From A Search Engine To A Personalized News Aggregator: The Evolution Of IIIT-H’s First Startup

A business incubator typically helps fledgling startups grow and develop their business. But here’s the story of how the first startup that germinated on IIIT-H campus laid the foundation for CIE, the startup incubator. In conversation with Prof. Vasudeva Varma, Dean (R&D) and CEO of IIIT-H Foundation, who on the occasion of IIIT-H’s 20th anniversary and CIE’s 10th talks of this faculty-backed, very first of many startups that quietly hummed into existence.

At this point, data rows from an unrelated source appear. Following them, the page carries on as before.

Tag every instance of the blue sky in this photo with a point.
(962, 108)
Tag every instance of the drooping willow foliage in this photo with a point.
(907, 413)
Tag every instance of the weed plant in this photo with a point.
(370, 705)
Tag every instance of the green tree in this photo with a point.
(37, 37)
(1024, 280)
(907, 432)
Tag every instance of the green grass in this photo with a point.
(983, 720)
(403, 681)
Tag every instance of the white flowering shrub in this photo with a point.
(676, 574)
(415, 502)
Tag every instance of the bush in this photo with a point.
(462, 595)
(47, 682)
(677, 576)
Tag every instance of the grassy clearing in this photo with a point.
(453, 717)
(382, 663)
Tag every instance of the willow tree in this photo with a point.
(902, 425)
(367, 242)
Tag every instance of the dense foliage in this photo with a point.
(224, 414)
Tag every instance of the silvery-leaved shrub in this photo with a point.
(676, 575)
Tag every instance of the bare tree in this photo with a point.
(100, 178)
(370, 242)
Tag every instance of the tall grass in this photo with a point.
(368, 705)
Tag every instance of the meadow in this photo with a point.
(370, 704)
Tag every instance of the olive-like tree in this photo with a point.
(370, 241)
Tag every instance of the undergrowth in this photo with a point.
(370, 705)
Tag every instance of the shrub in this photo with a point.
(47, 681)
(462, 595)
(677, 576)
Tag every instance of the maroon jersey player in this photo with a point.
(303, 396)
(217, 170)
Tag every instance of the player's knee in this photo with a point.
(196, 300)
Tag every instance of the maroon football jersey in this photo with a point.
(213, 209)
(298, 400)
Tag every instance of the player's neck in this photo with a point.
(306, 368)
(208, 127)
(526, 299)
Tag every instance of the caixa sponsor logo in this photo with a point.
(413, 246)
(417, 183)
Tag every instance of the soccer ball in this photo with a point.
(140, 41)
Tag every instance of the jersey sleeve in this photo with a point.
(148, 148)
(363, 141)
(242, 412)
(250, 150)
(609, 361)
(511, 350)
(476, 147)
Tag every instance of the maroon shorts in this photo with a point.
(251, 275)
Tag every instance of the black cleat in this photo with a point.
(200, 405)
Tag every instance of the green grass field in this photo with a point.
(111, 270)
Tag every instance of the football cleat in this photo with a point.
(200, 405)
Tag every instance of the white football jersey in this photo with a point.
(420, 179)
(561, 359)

It all started at the R&D Showcase event of 2007. As the industry liaisoning officer, Prof. Vasudeva Varma (or Vasu as he’s affectionately called) was the coordinator of the event where typically research from the IIIT-H stable is curated and showcased to industry participants. At the time, along with his first PhD student, Prasad, Professor Varma was involved in the development of a search engine for Indian languages. “Christened Web Khoj, it was a language-independent system that could support many languages”. Rediff, an invited participant who was suitably impressed by it evinced interest in licensing the technology. Since guidelines forbade a direct contract with an academic institution, the first ever company was created on campus with Prasad, the professor and IIIT-H. Prof. Varma remarks that with zero investment, they created the base tech for Indian language search. A need for an incubation centre was felt and CIE was formally founded. With funding in place, Web Khoj quickly scaled up to 200 languages. Prof. Varma speaks of how their tech had an edge over Google’s search engine. “Most Indian languages as well as other global languages such as Arabic, Turkish, Finnish, Dutch and others are ‘agglutinating languages’. This means that words are made up of a string of other words or a combination of words.” To illustrate, the professor says that the word “1000-pillared-temple” is considered a single word in Telugu language. And even the most popular search engine in the world – Google – fails to detect such languages effectively.

Semantic Search

A further refinement of their technology led to the creation of semantic search where the search query would not only understand keywords but also meanings of the key words. And by extension the entire sentence. “For example, Google would fail if you type in a search such as ‘all companies listed in NYSE with annual revenues of > $500mn’,” remarks Prof. Varma. This evolvement in technology led to the creation of SETU, an acronym for Search and Extraction Technologies Unlimited. Professor Varma is quick to add that it was essentially a single company with brilliant ideas in different avatars. Unfortunately they failed to monetize the technology. Professor Varma mentions difficulties such as being physically present in India without an access to the rest of the international market, to name a few. “The truth is that no other search engine other than Google has made money,” he says emphatically.

Veooz

With SETU, the expansion plan consisted of creating demos for using semantic search technology in two domains, namely in education and sentiment analysis. For the education domain, a tablet called MyDrona was created. The way it worked was that it could create relevant and interesting digital content for any syllabus, any class, or curriculum with just a table of content. It was meant to be simple in terms of access as well as usage. “Any person could buy the device, load content into its memory card and use it”, says the professor. It was an innovative technology but the initial commitment to a low price along with mounting hardware costs did not translate to monetized benefits. A refined version of the second demo focussing on sentiment analysis was in the domain of news. At first labelled Veooz (pronounced as ‘Views’), it has been renamed as NewsPlus. Available in the form of a downloadable app, this sophisticated semantic search technology searches the entire Web for news sources in 11 languages. It develops insights on particular news stories that are trending by monitoring all social media platforms and ranking them by their credibility. The professor dubs it as a personalized news aggregator created algorithmically. Addressing the current menace, he says that thanks to its algorithmic strength, it can avoid fake stories that have become commonplace.

Expansion

The technology that the team has been involved with has always been sophisticated and cutting edge. One that saw Srini Koppolu, the first MD of Microsoft joining on board initially as an investor and currently in the role of CEO and Chairman. With its obvious expansion, NewsPlus has since moved away from IIIT-H campus into an office space in Gachibowli. Prof. Varma says that the demographics reveal that it is most popular among 18-32 year-olds. Most users set up their news preferences in two languages, typically their mother tongue and either English or Hindi. While terming news consumption patterns as ever-changing and futuristic, Prof. Varma lists expansion in languages across the world, creating a citizen-journalist platform “for anyone who has an itch to contribute”, and allowing high-quality content creators such as bloggers to plug their content into the NewsPlus platform, as their immediate vision for now.